Die Arbeitswelt befindet sich im Umbruch – ein häufig gelesener Satz. Auf Nachfragen, welche die relevanten Trends sind und welche konkreten Auswirkungen sie haben, erhält man aber häufig keine oder eine undifferenzierte Antwort. Jutta Rump, Professorin und Geschäftsführende Leiterin des Instituts für Beschäftigung und Employability (IBE), hat sich in ihrem Thesenpapier den sechs zentralen Megatrends demografischer Wandel, technologische Entwicklungen, Globalisierung, Wissensgesellschaft, Frauen auf dem Vormarsch, gesellschaftlicher Wertewandel auf einer Zahlen-Daten-Fakten-Basis genähert und auf dieser Grundlage die Schlüsse für die Personalpolitik gezogen.
Dieser Artikel stammt aus der ersten Ausgabe des Human Resources Manager und erschien erstmals im Dezember 2009. Im Rahmen unseres Jubiläums stellen wir nach und nach fünfzehn Artikel aus dem Archiv online.
Eine gute Personalarbeit, die den Konsequenzen dieser sechs Megatrends Rechnung trägt und somit nachhaltig die Zukunftsfähigkeit des Wirtschaftsstandortes Deutschland sowie die Wettbewerbsfähigkeit von Unternehmen erhält und steigert, muss sich unter anderem mit vier zentralen Fragestellungen beschäftigen:
- Welche Qualifikationen und Kompetenzen muss eine Belegschaft mitbringen, um den künftigen Anforderungen gerecht zu werden?
- Wie bleibt die Lern- und Leistungsfähigkeit der Beschäftigten mit zunehmendem Alter erhalten – insbesondere dann, wenn der Nachwuchs fehlt?
- Wie lassen sich – jüngere und ältere – Fachkräfte binden und für Unternehmen gewinnen?
- Wie lassen sich junge Menschen für die benötigten Berufsbilder begeistern?
Das Anforderungsprofil der Zukunft – Beschäftigungsfähigkeit:
Für ein Unternehmen wird es immer mehr zum entscheidenden Wettbewerbsfaktor, über Mitarbeiter zu verfügen, die sich durch ein bestimmtes Profil auszeichnen.
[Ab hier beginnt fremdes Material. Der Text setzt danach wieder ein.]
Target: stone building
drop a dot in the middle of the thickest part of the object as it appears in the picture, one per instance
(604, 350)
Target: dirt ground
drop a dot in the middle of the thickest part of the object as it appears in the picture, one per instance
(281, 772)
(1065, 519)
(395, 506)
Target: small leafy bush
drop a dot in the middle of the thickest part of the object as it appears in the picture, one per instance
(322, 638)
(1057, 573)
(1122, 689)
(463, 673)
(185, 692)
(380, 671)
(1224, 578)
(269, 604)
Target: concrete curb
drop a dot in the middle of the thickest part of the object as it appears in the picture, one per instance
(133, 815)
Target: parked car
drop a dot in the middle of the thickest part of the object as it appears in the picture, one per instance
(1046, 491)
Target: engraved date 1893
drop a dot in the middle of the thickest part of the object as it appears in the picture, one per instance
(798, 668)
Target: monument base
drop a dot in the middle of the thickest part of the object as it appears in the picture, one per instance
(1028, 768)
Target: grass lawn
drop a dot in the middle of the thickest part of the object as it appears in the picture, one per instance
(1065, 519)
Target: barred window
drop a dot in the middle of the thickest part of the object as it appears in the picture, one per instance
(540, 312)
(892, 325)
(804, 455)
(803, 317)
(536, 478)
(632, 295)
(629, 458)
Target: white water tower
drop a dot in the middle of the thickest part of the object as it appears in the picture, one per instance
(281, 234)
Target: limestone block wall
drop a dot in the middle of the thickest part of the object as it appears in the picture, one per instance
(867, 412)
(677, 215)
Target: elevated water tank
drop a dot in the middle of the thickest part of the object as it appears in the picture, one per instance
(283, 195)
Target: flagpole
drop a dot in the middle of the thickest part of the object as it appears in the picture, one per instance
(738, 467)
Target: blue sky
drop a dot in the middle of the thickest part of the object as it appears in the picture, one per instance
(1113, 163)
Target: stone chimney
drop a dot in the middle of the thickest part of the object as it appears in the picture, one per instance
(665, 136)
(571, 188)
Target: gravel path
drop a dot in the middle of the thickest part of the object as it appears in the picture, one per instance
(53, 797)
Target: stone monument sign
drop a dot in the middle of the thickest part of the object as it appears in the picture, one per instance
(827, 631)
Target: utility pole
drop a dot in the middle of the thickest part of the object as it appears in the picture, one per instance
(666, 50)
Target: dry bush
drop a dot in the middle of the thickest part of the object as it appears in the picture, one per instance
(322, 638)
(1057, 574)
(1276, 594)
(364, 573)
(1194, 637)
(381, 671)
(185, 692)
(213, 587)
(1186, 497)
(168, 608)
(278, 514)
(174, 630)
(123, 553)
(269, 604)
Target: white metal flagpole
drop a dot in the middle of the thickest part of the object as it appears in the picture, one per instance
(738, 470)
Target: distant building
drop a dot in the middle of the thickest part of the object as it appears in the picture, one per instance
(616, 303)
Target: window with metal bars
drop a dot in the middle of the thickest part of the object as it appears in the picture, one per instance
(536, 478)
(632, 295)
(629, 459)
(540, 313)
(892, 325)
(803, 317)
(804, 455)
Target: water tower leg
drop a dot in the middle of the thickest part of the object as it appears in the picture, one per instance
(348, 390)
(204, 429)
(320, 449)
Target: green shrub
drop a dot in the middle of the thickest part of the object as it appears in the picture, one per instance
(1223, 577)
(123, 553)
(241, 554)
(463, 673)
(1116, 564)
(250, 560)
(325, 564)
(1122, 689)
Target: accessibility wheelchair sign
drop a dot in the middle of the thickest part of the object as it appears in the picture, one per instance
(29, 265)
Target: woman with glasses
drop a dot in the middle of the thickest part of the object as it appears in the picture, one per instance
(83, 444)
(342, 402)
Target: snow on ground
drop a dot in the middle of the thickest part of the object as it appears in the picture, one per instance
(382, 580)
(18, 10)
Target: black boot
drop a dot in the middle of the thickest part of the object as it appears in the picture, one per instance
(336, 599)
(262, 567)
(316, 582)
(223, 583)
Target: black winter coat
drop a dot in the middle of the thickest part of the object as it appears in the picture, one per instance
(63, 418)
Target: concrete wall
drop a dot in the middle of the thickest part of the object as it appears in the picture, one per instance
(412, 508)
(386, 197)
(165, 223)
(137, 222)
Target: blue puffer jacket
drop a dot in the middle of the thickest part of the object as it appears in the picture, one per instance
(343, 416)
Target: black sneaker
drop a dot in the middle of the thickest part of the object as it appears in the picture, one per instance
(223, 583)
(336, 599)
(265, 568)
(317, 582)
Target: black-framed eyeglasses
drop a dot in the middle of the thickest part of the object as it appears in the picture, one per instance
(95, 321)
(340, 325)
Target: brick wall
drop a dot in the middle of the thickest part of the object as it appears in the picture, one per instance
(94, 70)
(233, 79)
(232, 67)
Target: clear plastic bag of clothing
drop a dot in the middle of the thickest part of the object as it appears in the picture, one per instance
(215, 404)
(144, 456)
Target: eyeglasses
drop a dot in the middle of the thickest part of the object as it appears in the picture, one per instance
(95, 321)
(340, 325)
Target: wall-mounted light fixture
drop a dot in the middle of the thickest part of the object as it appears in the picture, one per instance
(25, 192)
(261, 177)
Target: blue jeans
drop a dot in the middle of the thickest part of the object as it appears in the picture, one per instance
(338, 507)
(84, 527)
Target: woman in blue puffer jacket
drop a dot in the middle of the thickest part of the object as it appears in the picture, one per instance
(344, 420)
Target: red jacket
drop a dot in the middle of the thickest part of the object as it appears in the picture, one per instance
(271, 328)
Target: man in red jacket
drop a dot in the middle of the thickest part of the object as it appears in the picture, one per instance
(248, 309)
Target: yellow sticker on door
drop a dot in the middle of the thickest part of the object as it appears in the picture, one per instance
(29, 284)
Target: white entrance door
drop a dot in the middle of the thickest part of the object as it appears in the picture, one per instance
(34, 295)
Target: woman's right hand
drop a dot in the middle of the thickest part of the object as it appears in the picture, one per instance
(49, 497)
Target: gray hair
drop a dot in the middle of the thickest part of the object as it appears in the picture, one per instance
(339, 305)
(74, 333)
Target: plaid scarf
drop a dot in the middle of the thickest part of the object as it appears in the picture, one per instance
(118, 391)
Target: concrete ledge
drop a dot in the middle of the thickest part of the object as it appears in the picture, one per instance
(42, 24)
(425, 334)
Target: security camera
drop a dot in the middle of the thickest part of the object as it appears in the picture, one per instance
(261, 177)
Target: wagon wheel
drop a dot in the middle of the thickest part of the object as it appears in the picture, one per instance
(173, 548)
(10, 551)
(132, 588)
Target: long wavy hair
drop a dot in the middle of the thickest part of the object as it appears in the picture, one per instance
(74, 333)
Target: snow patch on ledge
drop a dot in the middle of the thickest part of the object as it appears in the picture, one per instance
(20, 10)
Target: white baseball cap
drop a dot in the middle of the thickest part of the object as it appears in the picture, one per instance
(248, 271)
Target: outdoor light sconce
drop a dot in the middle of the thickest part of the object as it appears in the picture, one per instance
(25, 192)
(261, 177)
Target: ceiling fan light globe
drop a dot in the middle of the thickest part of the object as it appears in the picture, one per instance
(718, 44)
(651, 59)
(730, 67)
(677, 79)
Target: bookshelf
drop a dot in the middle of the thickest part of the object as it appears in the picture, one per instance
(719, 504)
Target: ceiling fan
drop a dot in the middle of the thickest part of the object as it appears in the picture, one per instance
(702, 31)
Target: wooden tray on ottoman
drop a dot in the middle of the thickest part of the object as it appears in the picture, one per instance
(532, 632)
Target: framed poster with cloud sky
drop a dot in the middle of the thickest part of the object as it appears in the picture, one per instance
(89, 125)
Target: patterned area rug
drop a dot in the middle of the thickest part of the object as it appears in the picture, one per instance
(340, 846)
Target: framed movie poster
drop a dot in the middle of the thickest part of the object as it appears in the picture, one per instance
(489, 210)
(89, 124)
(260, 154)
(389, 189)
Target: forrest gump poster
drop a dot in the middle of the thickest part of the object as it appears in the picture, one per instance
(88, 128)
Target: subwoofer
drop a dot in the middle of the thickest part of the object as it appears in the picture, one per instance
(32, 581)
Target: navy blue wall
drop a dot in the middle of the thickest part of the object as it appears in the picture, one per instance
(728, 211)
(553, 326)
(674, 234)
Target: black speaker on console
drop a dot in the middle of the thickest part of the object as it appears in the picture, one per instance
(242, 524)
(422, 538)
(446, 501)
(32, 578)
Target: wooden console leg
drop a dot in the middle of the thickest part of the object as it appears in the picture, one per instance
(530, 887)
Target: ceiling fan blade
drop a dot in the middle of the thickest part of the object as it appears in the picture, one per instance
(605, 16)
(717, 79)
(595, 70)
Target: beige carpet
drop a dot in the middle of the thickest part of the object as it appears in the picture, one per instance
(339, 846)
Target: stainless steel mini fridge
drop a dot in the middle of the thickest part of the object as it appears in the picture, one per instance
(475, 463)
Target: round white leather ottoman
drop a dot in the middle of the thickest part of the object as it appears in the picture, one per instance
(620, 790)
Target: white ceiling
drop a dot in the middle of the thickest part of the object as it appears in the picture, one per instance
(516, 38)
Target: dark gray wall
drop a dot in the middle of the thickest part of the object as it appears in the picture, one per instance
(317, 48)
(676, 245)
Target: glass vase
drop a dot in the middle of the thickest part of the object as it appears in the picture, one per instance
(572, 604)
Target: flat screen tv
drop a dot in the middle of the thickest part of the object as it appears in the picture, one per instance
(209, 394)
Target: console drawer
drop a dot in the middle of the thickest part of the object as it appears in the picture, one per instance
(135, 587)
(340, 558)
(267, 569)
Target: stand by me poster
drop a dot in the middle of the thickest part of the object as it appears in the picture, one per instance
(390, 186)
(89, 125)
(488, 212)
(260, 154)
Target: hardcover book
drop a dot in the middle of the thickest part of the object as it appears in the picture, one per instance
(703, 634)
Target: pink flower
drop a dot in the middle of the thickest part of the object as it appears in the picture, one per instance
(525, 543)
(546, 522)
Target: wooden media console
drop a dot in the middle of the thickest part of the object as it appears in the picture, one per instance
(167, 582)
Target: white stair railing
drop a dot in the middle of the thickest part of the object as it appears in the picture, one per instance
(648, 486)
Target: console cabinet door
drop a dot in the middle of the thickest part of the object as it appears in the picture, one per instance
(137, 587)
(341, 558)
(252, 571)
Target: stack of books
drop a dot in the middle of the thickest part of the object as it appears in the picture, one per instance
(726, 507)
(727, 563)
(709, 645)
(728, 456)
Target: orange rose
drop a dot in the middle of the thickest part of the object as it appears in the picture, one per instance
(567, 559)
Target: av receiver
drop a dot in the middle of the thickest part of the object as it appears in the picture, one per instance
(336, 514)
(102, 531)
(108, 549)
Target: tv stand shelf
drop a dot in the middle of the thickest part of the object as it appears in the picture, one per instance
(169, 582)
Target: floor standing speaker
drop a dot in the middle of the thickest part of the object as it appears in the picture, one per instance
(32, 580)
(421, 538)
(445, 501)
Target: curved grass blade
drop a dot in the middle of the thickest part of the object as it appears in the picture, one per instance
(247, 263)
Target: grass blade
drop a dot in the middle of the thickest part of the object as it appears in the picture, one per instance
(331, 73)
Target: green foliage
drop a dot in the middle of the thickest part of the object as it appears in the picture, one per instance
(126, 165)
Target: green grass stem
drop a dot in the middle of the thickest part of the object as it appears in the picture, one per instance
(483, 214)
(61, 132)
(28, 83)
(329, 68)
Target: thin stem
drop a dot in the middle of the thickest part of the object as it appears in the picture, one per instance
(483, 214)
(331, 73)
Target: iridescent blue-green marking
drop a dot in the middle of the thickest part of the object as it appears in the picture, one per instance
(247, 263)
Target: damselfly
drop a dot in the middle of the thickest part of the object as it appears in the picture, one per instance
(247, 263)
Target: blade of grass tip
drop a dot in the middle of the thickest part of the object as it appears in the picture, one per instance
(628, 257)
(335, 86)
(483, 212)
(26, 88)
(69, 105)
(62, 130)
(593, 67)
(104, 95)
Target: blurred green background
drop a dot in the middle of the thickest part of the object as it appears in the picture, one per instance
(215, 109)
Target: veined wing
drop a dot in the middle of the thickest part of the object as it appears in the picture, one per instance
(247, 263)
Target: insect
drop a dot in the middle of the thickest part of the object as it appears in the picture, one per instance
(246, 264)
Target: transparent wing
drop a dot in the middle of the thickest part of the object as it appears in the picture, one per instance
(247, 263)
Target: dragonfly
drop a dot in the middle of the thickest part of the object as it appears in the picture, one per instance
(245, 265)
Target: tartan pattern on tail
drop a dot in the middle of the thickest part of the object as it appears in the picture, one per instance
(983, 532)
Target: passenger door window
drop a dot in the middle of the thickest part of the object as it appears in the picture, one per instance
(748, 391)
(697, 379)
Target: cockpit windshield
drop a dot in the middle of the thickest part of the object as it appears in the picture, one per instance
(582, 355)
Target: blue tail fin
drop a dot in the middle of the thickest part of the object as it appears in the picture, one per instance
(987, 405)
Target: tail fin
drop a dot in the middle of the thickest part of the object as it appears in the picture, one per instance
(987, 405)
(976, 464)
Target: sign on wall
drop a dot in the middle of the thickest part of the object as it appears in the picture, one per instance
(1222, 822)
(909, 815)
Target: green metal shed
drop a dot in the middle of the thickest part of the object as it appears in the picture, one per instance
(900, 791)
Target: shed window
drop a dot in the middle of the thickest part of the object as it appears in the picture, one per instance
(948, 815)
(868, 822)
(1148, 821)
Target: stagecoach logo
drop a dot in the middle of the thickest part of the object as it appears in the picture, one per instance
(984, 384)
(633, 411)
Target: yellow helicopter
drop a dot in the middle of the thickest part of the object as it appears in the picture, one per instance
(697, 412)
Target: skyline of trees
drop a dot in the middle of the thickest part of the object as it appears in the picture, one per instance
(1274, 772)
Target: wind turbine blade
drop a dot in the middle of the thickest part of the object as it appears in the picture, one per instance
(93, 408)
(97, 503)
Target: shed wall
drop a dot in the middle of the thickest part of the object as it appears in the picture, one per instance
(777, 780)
Dazu gehören aktuelles Fachwissen und Fachkompetenz, die Fähigkeit, das Wissen und die Kompetenz auf dem aktuellen Stand zu halten, und die Fähigkeit, in sich verändernden Kontexten agieren zu können – und zwar über die gesamte Lebensarbeitszeit hinweg für alle Arbeitsbereiche im Unternehmen.
Diese Art von Beschäftigungsfähigkeit wird auch Employability genannt. Sie zeigt sich in der Fähigkeit, fachliche, persönliche, soziale und methodische Kompetenzen unter sich wandelnden Rahmenbedingungen zielgerichtet anzupassen und einzusetzen, um eine Erwerbsfähigkeit zu erlangen und zu erhalten. Eine wesentliche Voraussetzung ist das Lebenslange Lernen.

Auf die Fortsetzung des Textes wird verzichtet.